We’re just as determined to stop it, too, and last week, with our partner groups in China—CAWA and Vshine—we helped strike a big blow against the trade by assisting activists who had halted a shipment of 620 cats being trucked to a slaughterhouse. They’re all safe now.
On July 31, Chinese advocates in Nanjing spotted a truck filled with cats, which they reported to local authorities. The trader involved, aware of the risks of possible prosecution under food safety and other laws in China, surrendered all 620 cats.
On receiving a call for help, Humane Society International responded immediately by sending life saving funds and partner activists to help at the scene. Now, our attention is focused on the welfare and care of the animals. They’re in the custody of local animal protection groups, and some 100 of the cats are being looked after in a facility jointly maintained by Vshine Animal Protection Association and HSI. They will soon be ready for domestic and international adoption.
The cats are in poor physical condition and these vital days after a rescue are critical. Many display friendly behavior suggesting that they were stolen pets; some were wearing collars when rescued, and some had been spayed or neutered. We suspect they were held somewhere by the cat meat traders for weeks because many of them were dangerously thin and undernourished and at risk of dying of thirst.
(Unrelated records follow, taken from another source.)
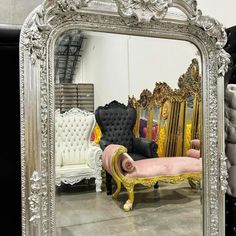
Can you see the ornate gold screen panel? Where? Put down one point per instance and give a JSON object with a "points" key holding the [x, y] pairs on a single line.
{"points": [[173, 117], [190, 87]]}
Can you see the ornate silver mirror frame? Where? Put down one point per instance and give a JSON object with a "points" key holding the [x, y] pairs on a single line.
{"points": [[136, 17]]}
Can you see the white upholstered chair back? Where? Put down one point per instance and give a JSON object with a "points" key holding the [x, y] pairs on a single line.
{"points": [[72, 134], [77, 158]]}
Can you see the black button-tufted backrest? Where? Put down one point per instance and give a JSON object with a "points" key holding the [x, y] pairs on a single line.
{"points": [[230, 47], [116, 122]]}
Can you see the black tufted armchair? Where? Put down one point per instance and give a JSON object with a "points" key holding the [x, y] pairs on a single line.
{"points": [[116, 122]]}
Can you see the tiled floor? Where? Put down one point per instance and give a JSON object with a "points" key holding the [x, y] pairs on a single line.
{"points": [[171, 210]]}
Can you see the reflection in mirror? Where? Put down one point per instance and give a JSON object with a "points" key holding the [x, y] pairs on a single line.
{"points": [[93, 69]]}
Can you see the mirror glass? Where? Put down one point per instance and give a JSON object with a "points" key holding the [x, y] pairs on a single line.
{"points": [[92, 69]]}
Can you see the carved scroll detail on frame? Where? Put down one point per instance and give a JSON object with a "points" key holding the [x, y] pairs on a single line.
{"points": [[35, 198], [144, 10], [224, 173]]}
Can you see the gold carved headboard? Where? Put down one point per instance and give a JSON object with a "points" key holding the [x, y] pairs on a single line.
{"points": [[172, 116]]}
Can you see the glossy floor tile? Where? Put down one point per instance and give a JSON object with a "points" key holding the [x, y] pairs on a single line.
{"points": [[170, 210]]}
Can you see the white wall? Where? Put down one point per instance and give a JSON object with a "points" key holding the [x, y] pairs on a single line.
{"points": [[120, 66], [223, 11], [154, 60], [104, 63]]}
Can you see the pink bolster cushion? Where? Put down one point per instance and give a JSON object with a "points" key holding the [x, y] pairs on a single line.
{"points": [[193, 153], [106, 156], [127, 162]]}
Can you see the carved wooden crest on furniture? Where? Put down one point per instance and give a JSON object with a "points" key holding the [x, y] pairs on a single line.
{"points": [[176, 111]]}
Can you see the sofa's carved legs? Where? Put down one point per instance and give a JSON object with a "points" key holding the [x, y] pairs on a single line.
{"points": [[118, 189], [129, 203]]}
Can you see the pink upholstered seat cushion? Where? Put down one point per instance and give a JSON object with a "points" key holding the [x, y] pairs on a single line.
{"points": [[127, 163], [166, 166], [146, 168]]}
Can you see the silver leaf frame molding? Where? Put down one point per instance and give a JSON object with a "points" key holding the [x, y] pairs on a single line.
{"points": [[135, 17]]}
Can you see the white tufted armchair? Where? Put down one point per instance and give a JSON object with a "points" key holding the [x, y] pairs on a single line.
{"points": [[75, 156]]}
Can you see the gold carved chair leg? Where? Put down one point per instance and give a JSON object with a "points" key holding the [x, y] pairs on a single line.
{"points": [[129, 203], [118, 189]]}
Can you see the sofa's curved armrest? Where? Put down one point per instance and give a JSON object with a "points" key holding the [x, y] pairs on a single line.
{"points": [[94, 154], [145, 147]]}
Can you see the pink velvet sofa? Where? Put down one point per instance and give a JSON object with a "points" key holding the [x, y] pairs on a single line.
{"points": [[127, 172]]}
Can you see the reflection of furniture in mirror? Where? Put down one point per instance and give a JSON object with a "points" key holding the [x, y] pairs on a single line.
{"points": [[173, 117], [146, 21], [76, 157], [189, 126], [128, 172], [116, 122]]}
In China, although dog meat is only eaten by a relatively small percentage of the population, consumption occurs to some degree or another within almost all mainland provinces. By contrast, cat meat consumption is more restricted to the two southern provinces of Guangdong and Guangxi (where the Yulin dog meat festival occurs). Like dogs shipped over great distances to the three main dog meat markets in China, cats typically are stolen pets or strays from urban residential areas. These stolen cats are shipped to Guangdong and Guangxi because the other dog meat markets (Central China and Northeast China) do not sell cat meat.
Nanjing, where the cat shipment was stopped, is a city of some 8.3 million people, with a reputation for progressive animal management practices. It was China’s capital city between 1927-1949 and the site of China's first animal protection organization (Nanjing Society for the Prevention of Cruelty to Animals) created in 1933 with strong support from China's first lady, Soong Mei-ling (Madame Chiang Kai Shek). In 2010, HSI co-sponsored a "China Dog Ownership Management Symposium" in Nanjing together with Animals Asia and Nanjing Ping An Animal Protection Association and the Nanjing Police Department.
The rescue of so many cats at once from an illicit trade that too few people know about is a great victory for the Chinese animal protection movement. Among other things, it is a strong signal to the authorities that the country's food processing industry should be placed under closer government supervision, and a wake-up call to Chinese consumers that they have reason to worry about what they might actually consume.